После допроса Колла, после того, как Бирк выпустил меня из комнаты, я схлестнулся с ним. Бирк попросил меня разъяснить, какого черта там происходило. Я ответил лишь, что времени объяснять нет, нужно идти.
– Останешься здесь, – сказал Бирк, крепко вцепившись в мое плечо.
– Ты много услышал?
– Много чего?
– Из того, что он сказал.
– Не очень, но достаточно, чтобы понять, что ты ему угрожал. – Он смотрел на меня. – Зачем ты пытался ударить его?

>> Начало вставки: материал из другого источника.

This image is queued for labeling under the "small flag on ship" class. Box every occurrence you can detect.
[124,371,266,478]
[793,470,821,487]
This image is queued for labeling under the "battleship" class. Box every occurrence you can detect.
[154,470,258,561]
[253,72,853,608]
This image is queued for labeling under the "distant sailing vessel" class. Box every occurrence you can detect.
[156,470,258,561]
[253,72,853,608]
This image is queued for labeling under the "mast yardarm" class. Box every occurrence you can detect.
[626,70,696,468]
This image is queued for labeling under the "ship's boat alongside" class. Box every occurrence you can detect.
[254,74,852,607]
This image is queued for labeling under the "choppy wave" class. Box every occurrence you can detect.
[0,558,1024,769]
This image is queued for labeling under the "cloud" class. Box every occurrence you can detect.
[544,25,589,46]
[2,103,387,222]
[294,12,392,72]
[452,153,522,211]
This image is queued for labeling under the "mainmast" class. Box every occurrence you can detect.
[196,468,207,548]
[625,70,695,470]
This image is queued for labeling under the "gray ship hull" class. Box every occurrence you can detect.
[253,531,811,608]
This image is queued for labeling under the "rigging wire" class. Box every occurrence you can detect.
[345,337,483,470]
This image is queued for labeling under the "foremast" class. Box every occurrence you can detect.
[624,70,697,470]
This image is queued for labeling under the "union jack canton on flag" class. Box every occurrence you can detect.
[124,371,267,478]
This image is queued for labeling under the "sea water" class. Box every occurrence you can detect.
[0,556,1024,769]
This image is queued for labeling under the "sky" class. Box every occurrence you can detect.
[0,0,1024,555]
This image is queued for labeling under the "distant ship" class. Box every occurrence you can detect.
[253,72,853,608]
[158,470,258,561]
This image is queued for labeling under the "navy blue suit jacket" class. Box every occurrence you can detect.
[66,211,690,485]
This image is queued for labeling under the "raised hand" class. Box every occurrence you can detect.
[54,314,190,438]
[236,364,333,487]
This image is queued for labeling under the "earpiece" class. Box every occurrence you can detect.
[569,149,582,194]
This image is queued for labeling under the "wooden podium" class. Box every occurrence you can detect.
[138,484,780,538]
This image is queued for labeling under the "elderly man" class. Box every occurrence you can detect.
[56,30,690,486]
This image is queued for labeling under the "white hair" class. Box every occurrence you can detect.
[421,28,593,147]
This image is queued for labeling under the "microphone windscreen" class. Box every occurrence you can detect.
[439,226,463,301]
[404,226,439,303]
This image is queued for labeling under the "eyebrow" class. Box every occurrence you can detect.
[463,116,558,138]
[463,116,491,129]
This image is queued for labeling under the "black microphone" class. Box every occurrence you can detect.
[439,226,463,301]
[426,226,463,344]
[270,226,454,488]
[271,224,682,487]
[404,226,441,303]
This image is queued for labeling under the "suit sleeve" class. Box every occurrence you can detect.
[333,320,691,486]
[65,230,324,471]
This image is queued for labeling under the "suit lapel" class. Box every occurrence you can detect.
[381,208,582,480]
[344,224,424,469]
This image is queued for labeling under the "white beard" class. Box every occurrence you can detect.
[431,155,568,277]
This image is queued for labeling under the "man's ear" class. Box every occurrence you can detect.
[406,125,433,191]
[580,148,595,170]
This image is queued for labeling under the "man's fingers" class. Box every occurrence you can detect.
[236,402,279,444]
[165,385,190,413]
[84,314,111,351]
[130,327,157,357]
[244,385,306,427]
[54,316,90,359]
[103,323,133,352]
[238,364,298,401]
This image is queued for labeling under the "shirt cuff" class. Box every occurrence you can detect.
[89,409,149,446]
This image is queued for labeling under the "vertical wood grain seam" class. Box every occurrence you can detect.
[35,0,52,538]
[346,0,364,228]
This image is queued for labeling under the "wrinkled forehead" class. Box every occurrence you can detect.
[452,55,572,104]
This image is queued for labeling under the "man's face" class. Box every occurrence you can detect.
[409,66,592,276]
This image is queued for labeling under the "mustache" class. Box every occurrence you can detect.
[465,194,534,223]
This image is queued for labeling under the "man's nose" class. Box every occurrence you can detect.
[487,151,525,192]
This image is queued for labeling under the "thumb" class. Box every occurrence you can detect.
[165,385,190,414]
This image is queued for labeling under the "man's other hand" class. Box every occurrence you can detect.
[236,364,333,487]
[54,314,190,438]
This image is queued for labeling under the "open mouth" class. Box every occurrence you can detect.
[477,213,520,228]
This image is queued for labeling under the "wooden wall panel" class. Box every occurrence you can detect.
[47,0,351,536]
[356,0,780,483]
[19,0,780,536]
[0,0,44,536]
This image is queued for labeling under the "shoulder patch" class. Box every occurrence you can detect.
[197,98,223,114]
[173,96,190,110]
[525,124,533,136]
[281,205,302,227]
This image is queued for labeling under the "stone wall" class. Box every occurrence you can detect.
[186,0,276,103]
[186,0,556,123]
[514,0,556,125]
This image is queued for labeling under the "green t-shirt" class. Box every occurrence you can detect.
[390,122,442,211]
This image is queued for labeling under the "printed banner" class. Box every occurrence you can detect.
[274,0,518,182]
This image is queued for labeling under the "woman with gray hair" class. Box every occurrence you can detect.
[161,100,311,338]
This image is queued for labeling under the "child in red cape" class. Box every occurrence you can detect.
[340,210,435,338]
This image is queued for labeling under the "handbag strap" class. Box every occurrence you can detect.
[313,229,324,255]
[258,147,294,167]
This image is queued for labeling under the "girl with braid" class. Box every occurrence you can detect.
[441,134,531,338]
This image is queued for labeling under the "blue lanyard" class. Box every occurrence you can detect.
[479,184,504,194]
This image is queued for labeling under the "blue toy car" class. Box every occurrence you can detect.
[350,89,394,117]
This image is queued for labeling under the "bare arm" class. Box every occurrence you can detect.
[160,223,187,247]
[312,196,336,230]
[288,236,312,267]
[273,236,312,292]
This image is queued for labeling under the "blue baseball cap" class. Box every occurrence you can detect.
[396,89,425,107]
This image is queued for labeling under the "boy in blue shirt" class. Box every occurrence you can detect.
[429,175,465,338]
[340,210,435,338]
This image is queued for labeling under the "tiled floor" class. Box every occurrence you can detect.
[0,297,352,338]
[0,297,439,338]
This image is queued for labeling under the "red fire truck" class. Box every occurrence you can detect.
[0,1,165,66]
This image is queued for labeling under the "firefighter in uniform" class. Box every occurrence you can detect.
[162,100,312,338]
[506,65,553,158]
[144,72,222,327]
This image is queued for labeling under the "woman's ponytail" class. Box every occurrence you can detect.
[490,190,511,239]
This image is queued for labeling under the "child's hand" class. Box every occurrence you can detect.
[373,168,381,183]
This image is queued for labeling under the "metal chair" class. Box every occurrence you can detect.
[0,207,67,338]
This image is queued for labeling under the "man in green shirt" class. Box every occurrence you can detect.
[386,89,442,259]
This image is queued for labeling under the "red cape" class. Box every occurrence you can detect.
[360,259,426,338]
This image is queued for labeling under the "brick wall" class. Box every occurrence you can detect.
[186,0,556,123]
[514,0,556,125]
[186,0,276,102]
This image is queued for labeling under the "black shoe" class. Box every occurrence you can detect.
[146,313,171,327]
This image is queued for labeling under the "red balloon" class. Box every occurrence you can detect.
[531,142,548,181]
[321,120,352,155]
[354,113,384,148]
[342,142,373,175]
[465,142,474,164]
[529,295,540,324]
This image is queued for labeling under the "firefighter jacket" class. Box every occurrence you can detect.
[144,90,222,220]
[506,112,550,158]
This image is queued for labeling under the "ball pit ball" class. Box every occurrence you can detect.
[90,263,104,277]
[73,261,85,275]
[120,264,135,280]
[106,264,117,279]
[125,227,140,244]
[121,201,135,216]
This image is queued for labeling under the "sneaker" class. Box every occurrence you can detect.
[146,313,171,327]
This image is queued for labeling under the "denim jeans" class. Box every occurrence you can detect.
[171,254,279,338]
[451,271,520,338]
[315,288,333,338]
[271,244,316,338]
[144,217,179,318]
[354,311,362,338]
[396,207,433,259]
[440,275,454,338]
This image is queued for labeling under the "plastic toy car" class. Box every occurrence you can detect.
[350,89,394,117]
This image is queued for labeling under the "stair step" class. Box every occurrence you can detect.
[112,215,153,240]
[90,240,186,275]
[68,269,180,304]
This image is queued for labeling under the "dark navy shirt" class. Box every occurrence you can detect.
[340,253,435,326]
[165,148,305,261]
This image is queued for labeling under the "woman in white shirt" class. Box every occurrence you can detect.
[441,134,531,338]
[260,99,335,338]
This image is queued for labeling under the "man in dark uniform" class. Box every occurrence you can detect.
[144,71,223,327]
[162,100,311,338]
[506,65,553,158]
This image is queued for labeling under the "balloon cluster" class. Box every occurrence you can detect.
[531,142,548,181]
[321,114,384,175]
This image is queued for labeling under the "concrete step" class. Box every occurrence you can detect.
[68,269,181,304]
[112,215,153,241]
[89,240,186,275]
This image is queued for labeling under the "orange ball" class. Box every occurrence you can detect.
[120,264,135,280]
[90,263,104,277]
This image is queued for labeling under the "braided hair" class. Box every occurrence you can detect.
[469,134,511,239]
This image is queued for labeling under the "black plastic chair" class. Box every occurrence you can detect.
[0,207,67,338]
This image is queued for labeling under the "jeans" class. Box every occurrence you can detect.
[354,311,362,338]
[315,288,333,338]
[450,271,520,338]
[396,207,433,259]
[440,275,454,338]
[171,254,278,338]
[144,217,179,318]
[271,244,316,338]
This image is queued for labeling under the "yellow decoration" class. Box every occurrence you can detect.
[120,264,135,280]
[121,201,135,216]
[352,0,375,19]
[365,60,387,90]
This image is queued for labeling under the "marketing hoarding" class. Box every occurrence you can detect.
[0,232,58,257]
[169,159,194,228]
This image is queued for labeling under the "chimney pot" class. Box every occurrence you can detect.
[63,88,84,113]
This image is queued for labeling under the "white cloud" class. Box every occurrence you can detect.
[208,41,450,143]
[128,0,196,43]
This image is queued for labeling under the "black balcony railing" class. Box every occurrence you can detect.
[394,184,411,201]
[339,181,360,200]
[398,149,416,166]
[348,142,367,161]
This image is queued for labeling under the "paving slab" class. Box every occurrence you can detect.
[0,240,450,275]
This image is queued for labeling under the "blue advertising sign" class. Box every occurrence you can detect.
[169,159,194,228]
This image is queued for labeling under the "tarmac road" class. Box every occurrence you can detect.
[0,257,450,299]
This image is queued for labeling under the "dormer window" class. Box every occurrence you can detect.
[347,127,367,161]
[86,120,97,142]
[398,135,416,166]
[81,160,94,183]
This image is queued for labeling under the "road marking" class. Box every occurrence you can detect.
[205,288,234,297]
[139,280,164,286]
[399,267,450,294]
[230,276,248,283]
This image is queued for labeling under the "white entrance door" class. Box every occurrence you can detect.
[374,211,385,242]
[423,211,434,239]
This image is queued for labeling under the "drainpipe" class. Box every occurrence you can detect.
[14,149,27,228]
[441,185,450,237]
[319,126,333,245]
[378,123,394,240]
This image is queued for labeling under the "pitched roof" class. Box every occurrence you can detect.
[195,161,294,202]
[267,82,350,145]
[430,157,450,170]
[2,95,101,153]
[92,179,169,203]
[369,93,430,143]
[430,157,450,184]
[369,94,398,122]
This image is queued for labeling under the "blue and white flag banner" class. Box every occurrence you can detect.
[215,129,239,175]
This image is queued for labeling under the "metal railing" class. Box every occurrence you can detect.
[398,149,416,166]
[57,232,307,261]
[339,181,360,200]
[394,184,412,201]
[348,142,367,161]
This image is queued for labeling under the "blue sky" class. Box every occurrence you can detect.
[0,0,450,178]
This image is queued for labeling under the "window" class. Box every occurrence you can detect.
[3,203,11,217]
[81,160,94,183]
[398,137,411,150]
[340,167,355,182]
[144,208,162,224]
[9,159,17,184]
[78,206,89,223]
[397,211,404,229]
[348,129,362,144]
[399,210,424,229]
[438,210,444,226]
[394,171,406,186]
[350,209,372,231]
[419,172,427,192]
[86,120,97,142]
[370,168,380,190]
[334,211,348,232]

– Не знаю, – промямлил я. – Потерял самообладание.
– Это очень плохо, Лео. Это и другое… – Он помотал головой. – Не знаю, что делать дальше.
– А позднее мы не можем это решить?
Взгляд Бирка был прохладным.
– Отпечаток на украшении, Лео. Нужно узнать, как он там оказался.
– Смогу рассказать завтра. Тебе нужно найти некоего Даниэля Берггрена. Тебе нужно пообщаться с представителями NOVA.
– Не говори мне, что я должен делать. – Он глубоко вздохнул. – Подождем до завтра.
– Зачем?
– Если NOVA вмешается, по-быстрому закончить не удастся. Да и нет дополнительных ресурсов. Все задействованы на краже дорогих машин в Лэнне.
– Завтра может быть слишком поздно, – сказал я и пошел прочь.
– Лео, – грозно позвал Бирк. – Ты пойдешь домой и будешь ждать там, пока я снова не поговорю с Коллом. Я должен заставить говорить этого ублюдка. Вообще, хотелось бы, чтобы ты остался здесь, но я и так уже слишком много правил нарушил. Завтра придешь сюда и расскажешь, что знаешь. – Он взглянул на свои часы. – Я приставлю патрульный автомобиль к твоему дому. Мне нужно знать, где ты находишься.
– Не надо этого делать. Люди с Чапмансгатан уже достаточно полицейских автомобилей насмотрелись.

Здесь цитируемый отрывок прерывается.